The Docker layer provides the foundational isolation: separate PID namespace (the agent can’t see or kill host processes), separate network namespace (the iptables rules can’t affect your host), and resource limits via cgroups. Cagent doesn’t reinvent these wheels; it just wires them together with sensible defaults:
docker run \
--cpus="2.0" \
--memory="4g" \
--pids-limit=100 \
--security-opt=no-new-privileges \
--cap-drop=ALL \
--cap-add=NET_ADMIN # Only for iptables setup
--read-only \
cagent:latest
The --read-only flag makes the container filesystem immutable except for explicitly mounted volumes, while capability dropping removes dangerous privileges. The agent gets NET_ADMIN briefly during setup to configure its own iptables rules, then that capability could theoretically be dropped post-setup with a more sophisticated entrypoint script.

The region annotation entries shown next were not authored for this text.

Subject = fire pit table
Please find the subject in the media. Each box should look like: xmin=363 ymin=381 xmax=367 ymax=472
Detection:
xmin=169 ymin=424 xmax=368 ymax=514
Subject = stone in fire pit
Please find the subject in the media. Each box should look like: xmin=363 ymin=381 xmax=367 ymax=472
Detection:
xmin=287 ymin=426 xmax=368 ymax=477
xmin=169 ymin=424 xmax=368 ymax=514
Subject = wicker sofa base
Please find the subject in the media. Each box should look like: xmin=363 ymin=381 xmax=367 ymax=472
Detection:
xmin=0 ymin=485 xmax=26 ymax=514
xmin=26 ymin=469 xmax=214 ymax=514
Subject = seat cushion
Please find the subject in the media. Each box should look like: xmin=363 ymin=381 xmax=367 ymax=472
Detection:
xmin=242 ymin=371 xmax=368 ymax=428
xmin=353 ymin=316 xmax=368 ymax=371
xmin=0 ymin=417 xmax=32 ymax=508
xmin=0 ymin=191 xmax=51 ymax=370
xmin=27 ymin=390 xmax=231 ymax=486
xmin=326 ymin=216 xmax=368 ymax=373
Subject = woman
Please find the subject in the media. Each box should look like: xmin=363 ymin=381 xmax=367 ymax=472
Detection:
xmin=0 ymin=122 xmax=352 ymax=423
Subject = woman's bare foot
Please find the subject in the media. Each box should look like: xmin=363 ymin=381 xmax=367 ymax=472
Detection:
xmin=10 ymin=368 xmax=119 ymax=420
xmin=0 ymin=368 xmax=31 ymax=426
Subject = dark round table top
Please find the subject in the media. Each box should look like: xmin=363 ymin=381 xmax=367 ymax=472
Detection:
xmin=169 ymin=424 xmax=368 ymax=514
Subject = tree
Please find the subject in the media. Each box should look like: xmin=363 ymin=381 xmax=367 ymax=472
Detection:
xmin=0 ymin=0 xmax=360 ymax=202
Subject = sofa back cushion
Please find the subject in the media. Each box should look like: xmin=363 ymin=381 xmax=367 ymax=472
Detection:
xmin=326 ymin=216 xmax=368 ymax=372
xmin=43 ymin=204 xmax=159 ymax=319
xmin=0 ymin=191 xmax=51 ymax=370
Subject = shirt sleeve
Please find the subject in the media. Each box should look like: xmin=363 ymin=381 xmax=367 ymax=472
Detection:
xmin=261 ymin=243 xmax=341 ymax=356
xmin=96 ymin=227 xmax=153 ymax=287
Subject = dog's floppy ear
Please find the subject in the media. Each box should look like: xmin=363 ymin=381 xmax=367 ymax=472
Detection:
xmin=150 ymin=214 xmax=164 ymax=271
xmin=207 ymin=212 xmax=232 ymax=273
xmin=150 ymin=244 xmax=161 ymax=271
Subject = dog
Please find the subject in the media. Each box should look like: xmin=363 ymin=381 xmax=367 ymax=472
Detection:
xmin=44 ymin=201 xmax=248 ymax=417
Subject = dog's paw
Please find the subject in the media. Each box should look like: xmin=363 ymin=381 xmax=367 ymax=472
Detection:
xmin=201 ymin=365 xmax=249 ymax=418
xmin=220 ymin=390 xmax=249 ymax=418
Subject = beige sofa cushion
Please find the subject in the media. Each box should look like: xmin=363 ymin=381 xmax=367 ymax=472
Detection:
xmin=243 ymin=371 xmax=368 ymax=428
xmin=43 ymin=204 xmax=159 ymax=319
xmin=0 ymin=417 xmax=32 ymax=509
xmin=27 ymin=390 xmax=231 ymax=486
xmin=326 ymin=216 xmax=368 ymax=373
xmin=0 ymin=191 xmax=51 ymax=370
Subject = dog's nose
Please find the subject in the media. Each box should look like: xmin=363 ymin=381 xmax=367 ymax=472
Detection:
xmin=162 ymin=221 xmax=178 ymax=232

What makes this architecture audit-friendly is its lack of magic. There’s no custom kernel module, no proprietary runtime, no complex policy language. It’s Docker commands and shell scripts that a competent sysadmin can review. The security boundary is exactly as strong as Docker’s isolation plus your iptables rules—no better, no worse. For many use cases, that’s perfectly adequate.
Gotcha
The biggest gotcha is that Cagent is explicitly experimental, and the repository acknowledges significant hardening gaps. Docker container escapes are a real threat class—CVEs like the runc vulnerability (CVE-2019-5736) showed that even mature container runtimes can have privilege escalation bugs. If your threat model includes ‘the agent is actively trying to escape and compromise the host system,’ Docker alone isn’t sufficient. You’d need something like gVisor or Kata Containers that use virtualization-based isolation, though that comes with significant performance overhead.
The network filtering is also brittle in practice. Domain allowlists break when services move infrastructure, use dynamic CDNs, or require third-party integrations you didn’t anticipate. An agent trying to install a Python package might fail because PyPI uses a different S3 bucket this week. And if you’re too permissive with the allowlist (‘just allow all of AWS’), you’ve effectively neutered the protection. The current implementation also lacks egress logging, so you won’t know if the agent is attempting blocked connections unless you instrument iptables yourself. For any serious deployment, you’d want to fork Cagent and add connection attempt logging to at least see what the agent is trying to access. Finally, the .agentignore pattern matching happens at mount time, not runtime, so there’s no protection against the agent reading a sensitive file that wasn’t matched by your patterns—the old ‘forgot to ignore .env.production’ problem that has bitten everyone at least once.
Verdict
Use if: You’re prototyping AI agent workflows on local machines or in CI environments where the worst-case scenario is ‘contained nuisance’ rather than ‘production data breach.’ Cagent shines when you need something working today, understand its limitations, and can treat it as a starting template rather than a finished product. It’s particularly valuable for small teams building agent tools who need practical sandboxing without dedicating sprints to security infrastructure. Skip if: You’re deploying agents in production environments with access to customer data, need audit trails and compliance documentation, or have threat models that include motivated attackers. Also skip if you need Windows support (this is Linux-specific Docker orchestration) or require sub-second agent startup times (the container bootstrap overhead is noticeable). For those scenarios, invest in proper solutions like gVisor-backed runtimes or commercial agent platforms with security SLAs. Cagent is a great 80/20 solution—it gives you most of the safety with minimal complexity, but that last 20% matters immensely in high-stakes environments.